Re-dated Shroud of Turin gets its own app.
This spring saw a revival of interest in the Shroud of Turin, a 14 by 4 foot linen cloth supposed by many to have been used to cradle the body of Jesus when He was taken down from the Cross or to have wrapped His body for burial. Kept in the Cathedral of Turin for the past four centuries, the linen sheet is noted for red stains thought by many to have been made by Christ’s blood marking the nail imprints on His wrists and feet, the crown of thorns, and the stripes from His scourging.
Though visited by thousands each year in Italy, worldwide public exposure came to the Shroud of Turin in 1898 when it was first photographed. In the 20th century the Shroud became the subject of television documentaries, conspiracy theories, and controversy. Skepticism increased after carbon dating in 1988 reported the Shroud consisted of fabric dating from 1260 to 1390. Publication of data from a recent re-dating of fibers from the Shroud, however, has sparked renewed interest. The new pope, Francis I, recorded a message delivered along with the Shroud’s reappearance on television. Relic-viewing has truly moved into the 21st century as the Roman Catholic Church authorized an app, Shroud 2.0, to facilitate viewing worldwide.
Shroud 2.0 provides a close-up tour of the linen sheet. It illustrates the tour with some applicable verses from the Gospels describing the events of surrounding Christ’s death. The app notes, “Of course, the main problem is the authenticity of the Shroud as (the) burial cloth of Jesus.”
Giulio Fanti, a professor of mechanical and thermal measurement at the University of Padua, reports in his new book Il Mistero della Sindone (The Mystery of the Shroud) that over the past fifteen years he has had material from the fibers extracted in 1988 re-dated by three different laboratories and analyzed the fibers using nondestructive vibrational spectroscopy and several other tests.1 Fanti reports the original radiocarbon dates evidently were performed on contaminants or on fibers used to repair damage from a medieval fire.
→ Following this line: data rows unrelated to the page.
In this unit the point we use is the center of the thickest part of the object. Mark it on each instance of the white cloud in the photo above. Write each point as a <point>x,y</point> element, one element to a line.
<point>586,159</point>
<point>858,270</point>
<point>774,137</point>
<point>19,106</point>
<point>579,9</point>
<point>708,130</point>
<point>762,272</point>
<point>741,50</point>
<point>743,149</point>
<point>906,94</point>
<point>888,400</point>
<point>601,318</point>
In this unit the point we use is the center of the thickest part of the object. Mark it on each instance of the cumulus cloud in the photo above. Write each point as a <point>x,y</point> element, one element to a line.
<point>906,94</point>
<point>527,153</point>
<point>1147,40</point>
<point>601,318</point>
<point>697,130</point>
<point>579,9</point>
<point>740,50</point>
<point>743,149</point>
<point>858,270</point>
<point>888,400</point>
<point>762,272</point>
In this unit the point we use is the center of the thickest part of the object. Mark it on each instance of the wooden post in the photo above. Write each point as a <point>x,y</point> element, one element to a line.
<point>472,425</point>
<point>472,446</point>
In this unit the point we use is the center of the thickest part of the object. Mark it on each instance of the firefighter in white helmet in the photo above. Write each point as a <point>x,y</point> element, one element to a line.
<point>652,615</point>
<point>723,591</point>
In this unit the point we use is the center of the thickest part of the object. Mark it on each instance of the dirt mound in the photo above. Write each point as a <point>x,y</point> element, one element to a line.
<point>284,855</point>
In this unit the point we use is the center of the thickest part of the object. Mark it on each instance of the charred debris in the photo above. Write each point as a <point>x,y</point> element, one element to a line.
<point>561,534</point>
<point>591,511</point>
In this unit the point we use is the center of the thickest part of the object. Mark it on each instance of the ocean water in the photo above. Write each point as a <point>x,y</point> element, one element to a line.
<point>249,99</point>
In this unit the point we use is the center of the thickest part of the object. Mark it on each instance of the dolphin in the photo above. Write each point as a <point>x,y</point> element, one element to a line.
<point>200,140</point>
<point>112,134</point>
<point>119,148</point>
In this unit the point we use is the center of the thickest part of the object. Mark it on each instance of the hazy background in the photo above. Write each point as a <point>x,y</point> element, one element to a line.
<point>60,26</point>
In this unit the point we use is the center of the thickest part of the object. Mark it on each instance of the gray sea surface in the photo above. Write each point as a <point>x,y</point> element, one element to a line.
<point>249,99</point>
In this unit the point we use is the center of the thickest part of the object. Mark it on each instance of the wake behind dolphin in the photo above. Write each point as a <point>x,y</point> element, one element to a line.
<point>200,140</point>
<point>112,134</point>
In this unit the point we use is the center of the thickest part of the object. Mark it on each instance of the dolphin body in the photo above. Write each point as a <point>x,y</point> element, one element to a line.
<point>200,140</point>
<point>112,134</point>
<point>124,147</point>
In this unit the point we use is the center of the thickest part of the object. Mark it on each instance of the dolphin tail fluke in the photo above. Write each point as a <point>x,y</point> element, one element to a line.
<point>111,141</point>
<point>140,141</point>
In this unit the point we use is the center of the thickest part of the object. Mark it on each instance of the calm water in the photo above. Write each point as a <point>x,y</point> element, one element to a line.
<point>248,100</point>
The revised dates report the Shroud’s fabrics date between 300 B.C. and 400 A.D. Fanti also says his tests confirm the presence of pollen and dust consistent with a Middle Eastern origin.
Believers in the Shroud’s authenticity have never adequately explained how the blood on the sheet has remained red for millennia or how the purported stigmata-on-fabric came to leave their marks.
Believers in the Shroud’s authenticity have never adequately explained how the blood on the sheet has remained red for millennia or how the purported stigmata-on-fabric came to leave their marks. Fanti suggests some sort of “exceptional radiation” rendered the marks indelible and red.
Though the Catholic Church does not take an official position on the question of the Shroud’s authenticity, Pope Benedict XVI said the Shroud of Turin “reminds us always” of Christ’s suffering. Many people feel very strongly about the Shroud’s authenticity and stake their faith on it in the same way some rest their faith on a Noahic flood on reports of Ark sightings. Answers in Genesis certainly receives questions about the Shroud of Turin, and our skepticism about its authenticity (see According to the Bible, It’s not Shrouded in Mystery at All!) has excited strong emotional responses by some (as in Testing the Shroud of Turin).
So why do we remain skeptical about the Shroud’s authenticity? Simply this: the Word of God does not back up the story. Scripture nowhere records that any sort of sheet was used to bury Jesus. But Scripture does record in multiple places that strips of linen were used to wrap Jesus’s body for burial (John 19:40 and 20:5–7). Furthermore, Jesus’s head was wrapped with a separate piece of fabric (John 20:7). And as to the assertion that the cloth was only the cloth used to carry Jesus’s body from the cross, we need to note that Mosaic scruples, as laid out in Numbers 19:11–13 concerning the need to purify oneself from the uncleanness of handling the dead, would have prohibited keeping a bloody sheet as a memento of the horror Christ endured.
Therefore, not only is there no known mechanism by which any sort of red stains could have come to be permanently imprinted on a 14 foot long sheet, but there is also clear Scriptural record that other sorts of materials were used to cover Christ’s wounded head and body. Thus, it does not matter whether the Shroud of Turin dates from the time of Christ or the 13th century: there is no reason to associate it with Christ, no matter how old it is.
Moreover, we believe there is no need for physical relics to sustain our faith. We have the Word of God. The Word of God points out “many infallible proofs” of not only Christ’s genuine death but also His genuine Resurrection. There is no need to venerate physical relics to build our faith. Our faith rests in the truth conveyed to us in the Bible.